We’re a bit short handed today so here is a take from NAB on the Balance of Payments and implications for tomorrow’s GDP:
Today we saw the last two quarterly partials ahead of tomorrow’s GDP release with the Q4 balance of payments and government spending reports.
From the BoP, the net exports contribution to GDP was +0.3% percentage points (slightly higher than NAB forecast of +0.2pps, and better than market’s 0.0pps) while total government spending in Q4 rose 0.9%, again better than the -0.7% we expected. There was a gain of 1.0% in government consumption spending, while government investment spending rose 0.6%
The downside risk to our 1.1% Q4 GDP forecast from the business investment and profits data seems to have been fully offset by the positive surprises on inventories, net exports and government spending, so we will stick with our 1.1% forecast for tomorrow’s GDP report.

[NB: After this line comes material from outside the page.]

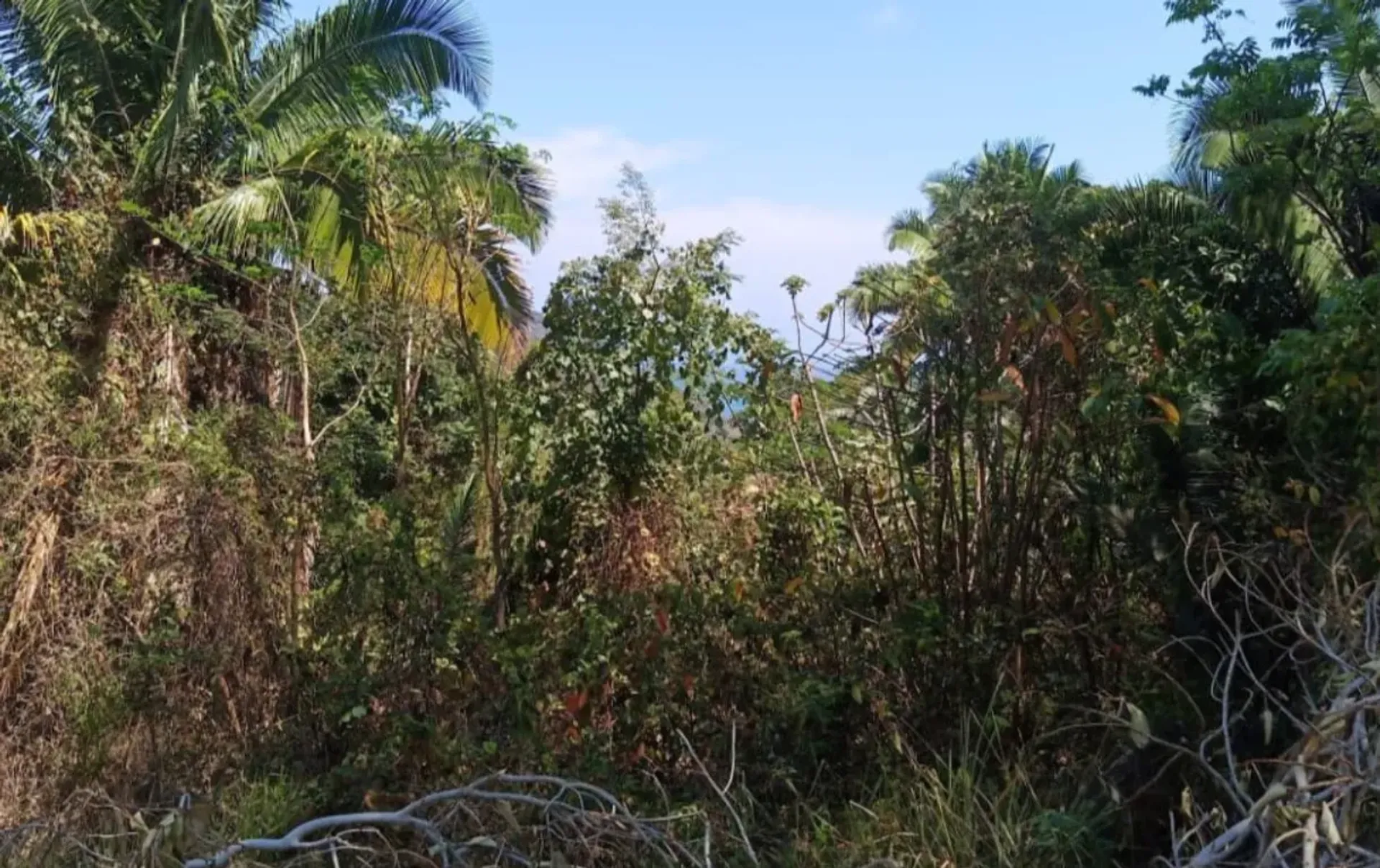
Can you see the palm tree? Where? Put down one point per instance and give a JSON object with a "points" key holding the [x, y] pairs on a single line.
{"points": [[1026, 163], [1285, 145], [170, 93]]}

On the detail, Australia’s current account deficit widened to $8.4bn in Q4 from $5.8bn in Q3. All the deterioration was in the value of trade in goods and services (down $2.5bn to $3.6bn), whereas the net income deficit was steady at -$11.8bn.
While there was an improvement in the real trade balance (export volumes up 2.2% and import volumes up only 0.6%, leading to the positive GDP contribution of 0.3pps), offsetting that was the deterioration in the terms of trade. The ToT fell 4.6% in the quarter, mostly due to a 5.5% fall in export prices (import prices fell 0.7%). So in value terms, exports values rose only 0.4% while import values rose 3.8%.
Indeed, export volumes of cereal grains, metal ores and minerals, metals, and coal exports all rose in Q4, but prices for all these sectors saw declines.
In coming quarters we expect that export volumes will not keep up with the growth in import volumes. Combined with a continuing fall in the terms of trade, the current account position will continue to deteriorate. As a % of GDP the current account deficit now stands at 2.3%, but in a year’s time we expect that will more than double to over 5%.